PDA

View Full Version : Return combinations of the most popular choices



sassora
01-18-2014, 12:35 AM
Hi all

I have data about choices made by individuals
There are 100 options and people can choose from 1 to 8 of these. For example one may take a1, a2 and a3, another may take a1, a3, a87 and a88 etc. For each set of choices I have the number of people that made those choices.

It's easy to work out how many make each single choice e.g. 32,140 made choice a1 but I'd like to look at combinations (that exist in the data). What I would like to do is to take the 2-choice combinations to identify the largest groups. Ideally there would be code that spits out 1,2,3 and 4-choice combinations.

Here's some sample data.
11112

Is there a good way of doing this? Any help would be appreciated.

sassora
01-19-2014, 06:10 AM
The output would output, for example, the 2-choice combinations (a1 * a2) and the count of individuals. It would do similarly for 3 and 4 choice combinations, say (a1 * a2 * a4) and (a1 * a6 * a35 * a70).

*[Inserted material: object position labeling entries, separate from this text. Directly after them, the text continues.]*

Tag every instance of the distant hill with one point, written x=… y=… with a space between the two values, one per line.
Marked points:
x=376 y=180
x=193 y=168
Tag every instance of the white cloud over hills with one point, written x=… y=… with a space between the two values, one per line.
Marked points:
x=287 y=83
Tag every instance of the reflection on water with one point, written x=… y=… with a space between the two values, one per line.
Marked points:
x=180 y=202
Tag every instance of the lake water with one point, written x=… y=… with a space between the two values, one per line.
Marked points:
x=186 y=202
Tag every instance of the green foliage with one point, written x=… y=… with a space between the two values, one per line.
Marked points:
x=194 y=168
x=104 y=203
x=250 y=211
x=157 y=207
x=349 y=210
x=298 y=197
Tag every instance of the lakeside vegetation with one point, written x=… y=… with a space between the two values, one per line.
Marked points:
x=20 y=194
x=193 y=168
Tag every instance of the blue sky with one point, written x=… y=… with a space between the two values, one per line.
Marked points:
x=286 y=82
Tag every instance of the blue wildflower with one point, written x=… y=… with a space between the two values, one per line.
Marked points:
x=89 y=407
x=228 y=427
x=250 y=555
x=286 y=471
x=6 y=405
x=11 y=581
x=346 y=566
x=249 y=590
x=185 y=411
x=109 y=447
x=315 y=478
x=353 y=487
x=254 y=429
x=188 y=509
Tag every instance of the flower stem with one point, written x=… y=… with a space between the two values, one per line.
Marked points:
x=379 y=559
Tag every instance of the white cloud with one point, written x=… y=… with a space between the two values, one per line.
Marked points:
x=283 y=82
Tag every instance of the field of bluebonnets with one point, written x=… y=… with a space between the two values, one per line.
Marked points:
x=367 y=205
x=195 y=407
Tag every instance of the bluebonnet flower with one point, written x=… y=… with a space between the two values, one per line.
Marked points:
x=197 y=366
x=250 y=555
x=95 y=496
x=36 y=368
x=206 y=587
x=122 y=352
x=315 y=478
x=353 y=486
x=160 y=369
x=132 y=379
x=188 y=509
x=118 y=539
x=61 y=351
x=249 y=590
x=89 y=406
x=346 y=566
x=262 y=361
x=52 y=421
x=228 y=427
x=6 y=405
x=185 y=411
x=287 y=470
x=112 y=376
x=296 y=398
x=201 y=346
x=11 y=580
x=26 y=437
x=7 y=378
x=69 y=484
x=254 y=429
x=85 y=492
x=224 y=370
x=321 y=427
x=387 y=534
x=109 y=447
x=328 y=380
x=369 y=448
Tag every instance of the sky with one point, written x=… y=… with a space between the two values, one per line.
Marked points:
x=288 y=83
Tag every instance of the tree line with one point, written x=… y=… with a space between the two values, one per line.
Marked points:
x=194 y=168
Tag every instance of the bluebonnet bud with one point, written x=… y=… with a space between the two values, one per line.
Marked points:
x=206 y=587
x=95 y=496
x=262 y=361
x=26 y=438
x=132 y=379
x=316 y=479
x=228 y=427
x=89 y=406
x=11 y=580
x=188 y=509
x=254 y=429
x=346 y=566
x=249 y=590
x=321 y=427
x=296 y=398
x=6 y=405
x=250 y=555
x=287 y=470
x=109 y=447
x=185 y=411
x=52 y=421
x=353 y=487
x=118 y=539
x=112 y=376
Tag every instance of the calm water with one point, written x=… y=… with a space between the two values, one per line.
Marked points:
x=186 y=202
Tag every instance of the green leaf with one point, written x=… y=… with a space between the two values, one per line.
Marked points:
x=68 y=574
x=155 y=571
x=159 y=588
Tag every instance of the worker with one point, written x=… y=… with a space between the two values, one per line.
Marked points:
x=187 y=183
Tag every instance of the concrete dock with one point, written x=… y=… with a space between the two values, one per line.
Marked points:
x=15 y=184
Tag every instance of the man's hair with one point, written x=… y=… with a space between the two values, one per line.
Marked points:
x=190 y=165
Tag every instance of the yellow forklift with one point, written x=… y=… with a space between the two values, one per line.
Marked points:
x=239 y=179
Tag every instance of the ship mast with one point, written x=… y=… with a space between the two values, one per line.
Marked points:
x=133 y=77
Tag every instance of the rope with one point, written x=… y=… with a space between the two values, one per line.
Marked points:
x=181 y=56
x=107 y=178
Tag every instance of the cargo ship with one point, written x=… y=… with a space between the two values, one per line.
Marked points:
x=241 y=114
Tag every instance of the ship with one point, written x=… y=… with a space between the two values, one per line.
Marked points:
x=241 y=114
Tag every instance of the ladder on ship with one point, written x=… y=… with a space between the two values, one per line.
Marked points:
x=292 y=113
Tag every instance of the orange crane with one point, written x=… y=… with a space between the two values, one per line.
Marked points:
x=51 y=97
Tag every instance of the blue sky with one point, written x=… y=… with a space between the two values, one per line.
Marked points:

Is the example clear enough to follow?

Thanks - any ideas?

D_Marcel
01-19-2014, 07:35 PM
Hi!


Please, tell me if my understanding is right.
When you say multiplicate the combinations, you want to know the max number of possibilities? For example, people can choose 8 from a universe of 100, right? But if only two values are choosen, it means that:


100 * 99 = 9900 possibilites (Considering that the possible values cannot repeat)
And then, count the number of individuals that choose, for example, 34 and 68? So, you can know how many combinations were made from that universe
In others words, for example: I have 3000 combinations from a universe of 9900, 30,30%. And also know all the values choosen in each of these 3000 combinations.


Douglas Marcel

sassora
01-20-2014, 12:45 AM
Choices data shows the combinations chosen (up to 8 choice per row) with a count next to them. Not all combinations are included but that's just because nobody chose them.

I want a summary table so that I can understand the information better. Currently there's about 20,000 combination lines many with only a few people for each. I want to know the most popular two choices made, 3 choices made and so on.
For a summary table, possible values cannot repeat and also order doesn't matter. So the maximum number of 2-choices is 100*99/2 = 4,500 but many of these may have a count of 0 and so can be excluded.

So if in the summary table shows a2 * a3 people would be counted from e.g.
a2 * a3 * a4
a2 * a3
a1 * a2 * a3 * a88

since they all have a2 * a3 in. The count for a2 * a3 would be the sum of counts for combinations with a2 and a3 in.


The summary table would have a count of people for the 1-choice, 2-choices, 3-choices etc (combinations where the counts are 0 don't need to be shown). For example,

a1
a2
a3
...
a100

a1 * a2
a1 * a3
...
a99 * a100

a1 * a2 * a3
...

Is this any clearer? :)

sassora
01-20-2014, 12:27 PM
I'm surprised there's not a standard solution or otherwise for this kind of problem.

D_Marcel
01-20-2014, 04:57 PM
Hi sassora, thanks for the explanations, I understood your need, but it's quite complex!
I tested here (although that you probably done the same) the formula COUNTIFS, and don't work for this purpose.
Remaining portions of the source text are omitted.